If there is a problem with the BMD’s software, intentional or not, and it isn’t detected, state and local election officials won’t know if there is a problem with the election outcome. This differs from paper ballot systems, in which voters mark paper ballots that are subsequently tabulated by scanning devices and the paper ballots themselves serve as a mechanism to ensure the outcome is correct, even if the voting system software has undetected issues.

The incompatibility of BMDs with voter verification and post-election audits has been raised repeatedly by researchers.

With hand-marked paper ballots, if a voter says that the mark on their ballot is not how they intended to vote, election officials can say with certainty that the voter mistakenly marked the ballot. However, BMDs create a black box between the voter’s intent and what is marked on the ballot. If a voter claims that what is printed on a ballot is not how she voted, officials cannot say with certainty if the voter made a mistake or if there is an error in the BMD.

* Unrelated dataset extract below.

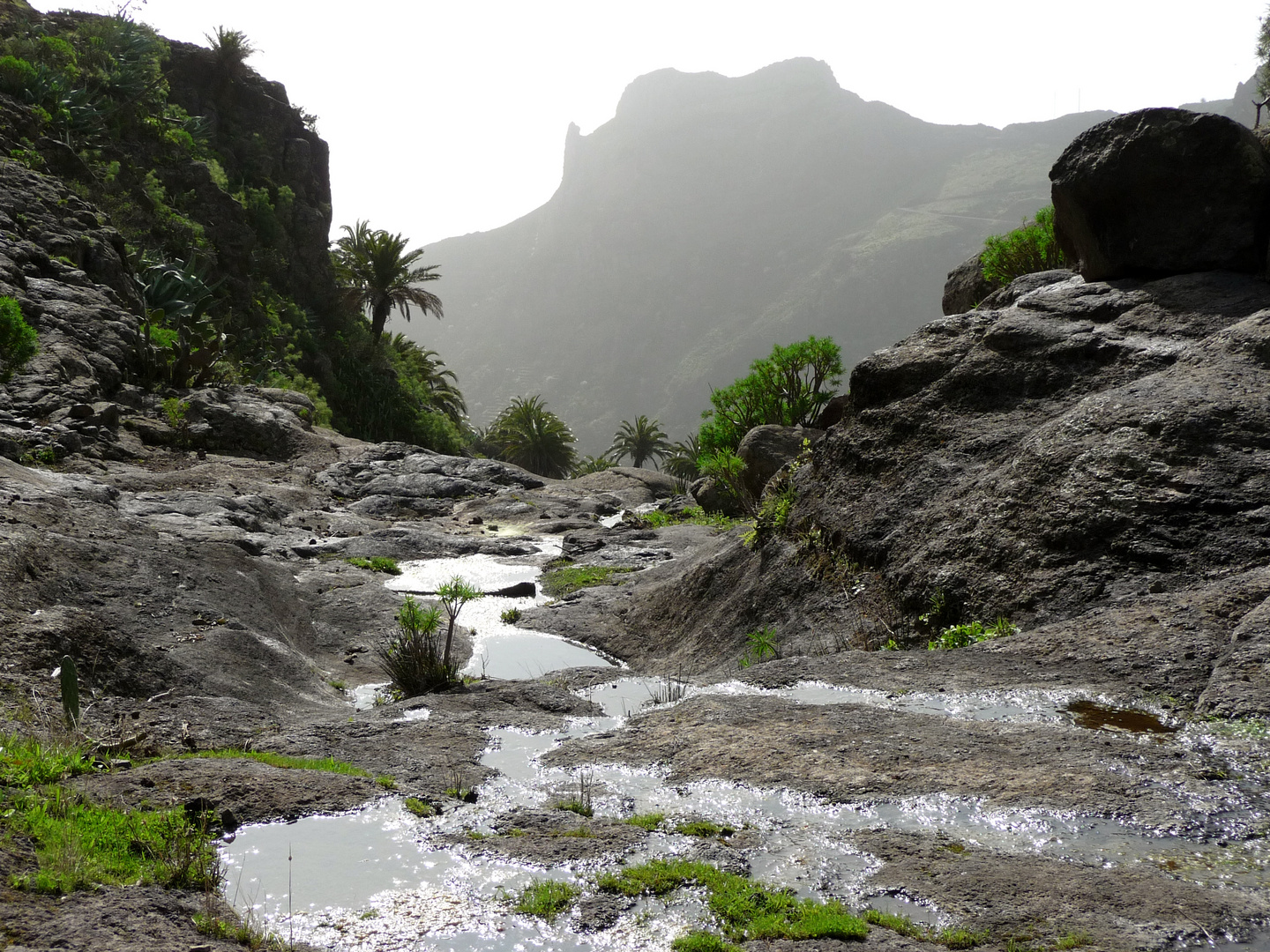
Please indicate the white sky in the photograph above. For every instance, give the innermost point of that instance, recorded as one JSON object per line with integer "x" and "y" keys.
{"x": 450, "y": 117}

Just as troubling is that voters often do not recognize when there are errors with BMDs. In their 2018 study “What Voters are Asked to Verify Affects Ballot Verification: A Quantitative Analysis of Voters’ Memories of Their Ballots,” Richard DeMillo, Robert Kadel, and Marilyn Marks found problems that question the reliability of both voter verification of and post-election audits of BMD ballots:

Voters either fail to recognize errors in ballots presented to them for verification or fail to recognize that the ballots presented for verification were not the ones they cast. These results are broadly consistent with other recent studies that cast doubt on the reliability and accuracy of memory recall and are evidence of voter memory errors that would make a verified ballot summary card impossible to rely upon as a reliable source record for a post-election audit.

A 2020 report, “Ballot-Marking Devices Cannot Ensure the Will of the Voters,” by DeMillo, Andrew Appel, and Philip Stark, was starker:

It is not easy to check whether BMD output accurately reflects how one voted in every contest. Research shows that most voters do not review paper ballots printed by BMDs, even when clearly instructed to check for errors. Furthermore, most voters who do review their ballots do not check carefully enough to notice errors that would change how their votes were counted. Finally, voters who detect BMD errors before casting their ballots, can correct only their own ballots, not systematic errors, bugs, or hacking. There is no action that a voter can take to demonstrate to election officials that a BMD altered their expressed votes, and thus no way voters can help deter, detect, contain, and correct computer hacking in elections. That is, not only is it inappropriate to rely on voters to check whether BMDs alter expressed votes, IT DOESN’T WORK.

Risk-limiting audits of a trustworthy paper trail can check whether errors in tabulating the votes as RECORDED altered election outcomes, but there is no way to check whether errors in how BMDs record EXPRESSED votes altered election outcomes. The outcomes of elections conducted on current BMDs therefore cannot be confirmed by audits. This paper identifies two properties of voting systems, contestability and defensibility, that are necessary conditions for any audit to confirm election outcomes. No commercially available EAC-certified BMD is contestable or defensible [emphasis in the original].

Due to their incompatibility with voter verification and post-election audits, BMDs are inconsistent with secure elections.

North Carolina has made progress in moving away from touchscreen voting systems (including BMDs), going from 22 counties using them in 2018 to just 11 in 2022. The State Board of Elections can continue that progress by only certifying the ExpressVote ballot marking device for limited use in compliance with the Americans with Disabilities Act. County boards of elections should phase out the use of their current stock of ExpressVote BMDs by the end of this decade.

(Cover photo is of an ExpressVote BMD (left) and tabulator in Jackson County, North Carolina, June 2022.)

UPDATE: The State Board of Elections voted to certify all of the ES&S systems, including the ExpressVote BMD.